The Bible just isn't a long list or a recipe book.
The Apostle Paul advises the first church at Thessalonika to "pray unceasingly". Jesus tells his disciples that if they abide in Him, He will abide in them. Some translators use remain instead of abide, but the key point is that sense of Christ's taking up residence in us, some merging of our heart/mind and His (as His was merged with God's)
If prayer is the soul's intimate connection/dialogue with God, then there is some connection between our need to pray unceasingly (abiding in Him) and Jesus' abiding in us.
But it's not in the Bible. At least I can't find it. No direct connection between any specific activity and Jesus' (or the Spirit's) taking up residence in us and vice versa. Some western Christians will say that we "receive the Spirit" through some specific act of God's doing -- baptism, Jesus' breathing on his disciples. That's not what I'm talking about. I'm talking about (comm)union, mind and soul, through constant prayer (or in constant prayer).
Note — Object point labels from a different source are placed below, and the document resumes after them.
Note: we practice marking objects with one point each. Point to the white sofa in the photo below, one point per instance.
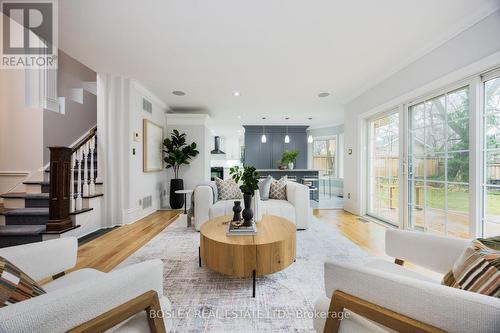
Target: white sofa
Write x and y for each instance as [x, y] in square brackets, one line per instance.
[409, 293]
[79, 296]
[295, 208]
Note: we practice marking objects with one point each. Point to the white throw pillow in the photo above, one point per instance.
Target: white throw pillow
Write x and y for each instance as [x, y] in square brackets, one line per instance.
[278, 188]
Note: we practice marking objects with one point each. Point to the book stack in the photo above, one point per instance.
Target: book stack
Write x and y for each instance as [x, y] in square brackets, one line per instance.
[237, 229]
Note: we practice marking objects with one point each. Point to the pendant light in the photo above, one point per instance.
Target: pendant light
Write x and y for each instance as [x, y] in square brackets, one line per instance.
[263, 138]
[309, 138]
[287, 138]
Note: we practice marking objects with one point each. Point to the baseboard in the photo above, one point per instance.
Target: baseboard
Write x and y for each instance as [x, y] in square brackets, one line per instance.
[134, 214]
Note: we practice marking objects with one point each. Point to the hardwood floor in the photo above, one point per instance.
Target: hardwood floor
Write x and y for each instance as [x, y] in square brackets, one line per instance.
[106, 252]
[369, 236]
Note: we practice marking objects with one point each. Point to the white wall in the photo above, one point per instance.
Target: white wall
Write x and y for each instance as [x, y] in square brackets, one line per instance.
[21, 132]
[475, 49]
[195, 127]
[143, 184]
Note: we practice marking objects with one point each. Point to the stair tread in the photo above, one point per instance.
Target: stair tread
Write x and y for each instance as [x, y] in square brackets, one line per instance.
[24, 195]
[84, 210]
[21, 230]
[37, 196]
[13, 195]
[36, 182]
[42, 211]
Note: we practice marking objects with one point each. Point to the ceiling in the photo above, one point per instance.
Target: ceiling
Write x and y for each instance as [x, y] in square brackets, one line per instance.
[279, 54]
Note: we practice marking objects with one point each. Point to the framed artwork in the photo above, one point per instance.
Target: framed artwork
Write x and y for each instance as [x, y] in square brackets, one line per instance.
[152, 152]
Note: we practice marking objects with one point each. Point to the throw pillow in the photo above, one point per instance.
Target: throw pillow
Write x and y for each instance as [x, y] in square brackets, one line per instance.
[265, 187]
[15, 285]
[228, 189]
[478, 268]
[278, 188]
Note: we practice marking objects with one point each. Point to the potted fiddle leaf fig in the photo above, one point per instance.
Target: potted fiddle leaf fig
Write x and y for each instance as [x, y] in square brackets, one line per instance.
[249, 178]
[177, 153]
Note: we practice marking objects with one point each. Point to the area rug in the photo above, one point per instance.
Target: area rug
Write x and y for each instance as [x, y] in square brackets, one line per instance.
[205, 301]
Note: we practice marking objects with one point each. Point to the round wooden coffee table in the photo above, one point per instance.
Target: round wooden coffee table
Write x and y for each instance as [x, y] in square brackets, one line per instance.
[271, 250]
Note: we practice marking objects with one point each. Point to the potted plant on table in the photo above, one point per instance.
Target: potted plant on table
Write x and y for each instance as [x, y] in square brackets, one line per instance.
[288, 158]
[177, 153]
[249, 178]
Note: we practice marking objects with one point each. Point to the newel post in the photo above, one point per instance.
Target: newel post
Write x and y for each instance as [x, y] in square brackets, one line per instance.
[59, 194]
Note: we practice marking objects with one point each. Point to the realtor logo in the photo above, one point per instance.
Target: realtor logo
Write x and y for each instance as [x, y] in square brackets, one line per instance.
[29, 38]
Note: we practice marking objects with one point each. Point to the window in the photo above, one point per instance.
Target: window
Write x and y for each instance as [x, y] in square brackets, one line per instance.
[491, 158]
[383, 171]
[438, 164]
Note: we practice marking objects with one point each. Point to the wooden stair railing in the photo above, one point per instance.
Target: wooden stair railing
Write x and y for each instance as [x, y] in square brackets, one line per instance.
[63, 164]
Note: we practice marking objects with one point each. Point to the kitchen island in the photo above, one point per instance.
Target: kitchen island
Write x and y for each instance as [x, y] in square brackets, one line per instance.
[307, 177]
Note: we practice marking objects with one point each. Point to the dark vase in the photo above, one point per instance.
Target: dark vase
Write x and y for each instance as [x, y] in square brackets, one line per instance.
[176, 200]
[237, 211]
[247, 212]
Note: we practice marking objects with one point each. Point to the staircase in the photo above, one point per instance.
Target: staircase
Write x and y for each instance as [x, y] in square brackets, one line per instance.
[26, 217]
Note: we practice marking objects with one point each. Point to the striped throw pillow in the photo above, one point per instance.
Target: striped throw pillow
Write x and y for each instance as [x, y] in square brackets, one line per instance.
[228, 189]
[15, 285]
[478, 268]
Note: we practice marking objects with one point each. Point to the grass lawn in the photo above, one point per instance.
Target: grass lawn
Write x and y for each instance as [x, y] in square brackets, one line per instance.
[458, 201]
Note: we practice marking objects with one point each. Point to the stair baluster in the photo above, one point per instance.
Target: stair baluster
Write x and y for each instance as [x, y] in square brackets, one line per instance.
[65, 193]
[85, 153]
[79, 200]
[92, 180]
[72, 184]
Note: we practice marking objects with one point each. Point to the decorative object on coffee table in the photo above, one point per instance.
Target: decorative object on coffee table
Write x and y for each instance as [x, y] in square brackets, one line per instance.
[250, 183]
[237, 211]
[271, 250]
[178, 153]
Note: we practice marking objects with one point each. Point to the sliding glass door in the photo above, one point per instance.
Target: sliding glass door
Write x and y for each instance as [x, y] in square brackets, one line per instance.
[438, 164]
[491, 158]
[433, 164]
[383, 168]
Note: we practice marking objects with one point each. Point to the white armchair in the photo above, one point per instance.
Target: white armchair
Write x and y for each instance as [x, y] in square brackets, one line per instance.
[386, 295]
[80, 296]
[296, 208]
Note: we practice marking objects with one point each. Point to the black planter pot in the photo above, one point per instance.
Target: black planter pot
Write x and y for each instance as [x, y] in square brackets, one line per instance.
[247, 212]
[176, 200]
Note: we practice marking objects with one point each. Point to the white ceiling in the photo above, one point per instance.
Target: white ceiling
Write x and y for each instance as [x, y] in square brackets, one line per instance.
[278, 53]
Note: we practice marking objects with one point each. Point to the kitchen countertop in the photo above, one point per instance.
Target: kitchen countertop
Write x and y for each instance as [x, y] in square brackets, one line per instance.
[293, 170]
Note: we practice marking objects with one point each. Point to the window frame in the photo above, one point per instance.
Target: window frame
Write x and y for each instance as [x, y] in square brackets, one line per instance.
[477, 158]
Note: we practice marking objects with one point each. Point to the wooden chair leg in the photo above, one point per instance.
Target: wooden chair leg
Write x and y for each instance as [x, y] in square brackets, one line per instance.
[148, 301]
[374, 312]
[335, 316]
[399, 262]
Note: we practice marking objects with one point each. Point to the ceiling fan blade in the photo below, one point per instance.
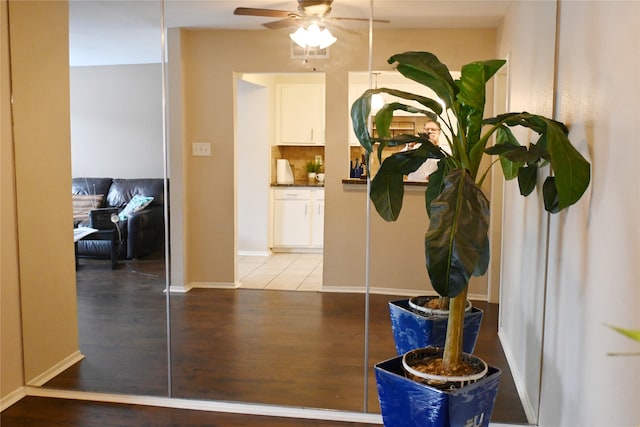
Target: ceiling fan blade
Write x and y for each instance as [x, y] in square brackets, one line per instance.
[282, 23]
[338, 18]
[269, 13]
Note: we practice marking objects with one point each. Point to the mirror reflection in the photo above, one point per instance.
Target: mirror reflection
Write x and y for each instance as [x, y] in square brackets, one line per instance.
[118, 198]
[231, 340]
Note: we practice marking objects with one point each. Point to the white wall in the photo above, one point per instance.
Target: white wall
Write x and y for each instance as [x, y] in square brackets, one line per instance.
[116, 121]
[594, 246]
[252, 172]
[531, 66]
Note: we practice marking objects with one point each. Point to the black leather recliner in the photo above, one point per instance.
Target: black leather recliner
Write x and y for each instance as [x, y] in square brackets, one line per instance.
[141, 233]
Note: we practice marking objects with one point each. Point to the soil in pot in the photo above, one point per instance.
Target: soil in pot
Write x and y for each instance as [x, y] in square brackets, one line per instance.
[430, 306]
[426, 365]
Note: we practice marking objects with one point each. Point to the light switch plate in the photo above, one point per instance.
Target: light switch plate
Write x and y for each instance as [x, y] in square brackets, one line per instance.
[201, 149]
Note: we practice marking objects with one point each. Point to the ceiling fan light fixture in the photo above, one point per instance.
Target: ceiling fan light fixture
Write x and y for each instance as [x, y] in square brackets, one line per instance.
[313, 37]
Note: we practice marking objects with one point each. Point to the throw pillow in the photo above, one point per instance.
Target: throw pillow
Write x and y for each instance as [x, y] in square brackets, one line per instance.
[136, 204]
[83, 203]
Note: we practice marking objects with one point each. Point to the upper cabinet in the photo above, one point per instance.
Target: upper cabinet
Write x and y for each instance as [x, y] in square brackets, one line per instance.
[300, 114]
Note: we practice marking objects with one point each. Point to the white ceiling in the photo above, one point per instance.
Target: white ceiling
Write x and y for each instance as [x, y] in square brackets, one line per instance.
[128, 31]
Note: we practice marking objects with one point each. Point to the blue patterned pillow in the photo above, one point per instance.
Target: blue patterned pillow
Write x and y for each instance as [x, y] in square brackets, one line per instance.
[136, 204]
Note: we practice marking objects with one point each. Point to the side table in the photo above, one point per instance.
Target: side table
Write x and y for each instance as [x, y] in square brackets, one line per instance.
[95, 234]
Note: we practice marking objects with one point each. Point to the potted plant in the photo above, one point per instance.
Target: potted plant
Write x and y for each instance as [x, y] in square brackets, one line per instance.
[457, 241]
[313, 167]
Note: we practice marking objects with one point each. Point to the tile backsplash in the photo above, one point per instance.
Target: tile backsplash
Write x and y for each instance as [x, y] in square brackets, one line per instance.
[298, 157]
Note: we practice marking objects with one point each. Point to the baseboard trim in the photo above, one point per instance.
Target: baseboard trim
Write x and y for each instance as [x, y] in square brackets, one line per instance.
[213, 285]
[12, 398]
[389, 291]
[56, 369]
[215, 406]
[211, 406]
[255, 253]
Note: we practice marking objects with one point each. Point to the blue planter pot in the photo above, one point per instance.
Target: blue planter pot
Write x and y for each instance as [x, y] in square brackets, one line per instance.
[412, 330]
[407, 403]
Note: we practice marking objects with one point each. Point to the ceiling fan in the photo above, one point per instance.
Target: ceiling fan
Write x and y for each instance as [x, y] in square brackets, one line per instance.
[308, 11]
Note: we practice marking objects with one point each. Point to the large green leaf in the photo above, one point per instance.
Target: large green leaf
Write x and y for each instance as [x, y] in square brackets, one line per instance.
[387, 187]
[505, 138]
[455, 241]
[472, 95]
[360, 111]
[387, 192]
[572, 172]
[426, 69]
[435, 185]
[527, 178]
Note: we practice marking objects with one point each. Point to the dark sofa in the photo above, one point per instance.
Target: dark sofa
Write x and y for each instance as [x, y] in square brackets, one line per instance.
[141, 233]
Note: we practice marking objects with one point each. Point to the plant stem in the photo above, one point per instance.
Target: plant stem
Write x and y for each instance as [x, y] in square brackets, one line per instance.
[453, 342]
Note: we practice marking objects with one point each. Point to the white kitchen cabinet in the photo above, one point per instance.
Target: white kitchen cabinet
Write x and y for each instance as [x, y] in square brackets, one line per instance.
[300, 114]
[298, 218]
And there's no question that's a stream of sensibility in there. But no single aha! line to point to.
The eastern churches (eg. the Orthodox) take it for granted, this sense of (comm)union in prayer. Besides scripture, they have always depended on the revelation of the early fathers and mothers, who tended to "mystical" description, rather than the west's "rational" argument.
I believe it with all my heart, this possible (comm)union with Christ, through/in constant prayer. And I'm preaching on it Sunday, which Scripture is making more difficult by the minute.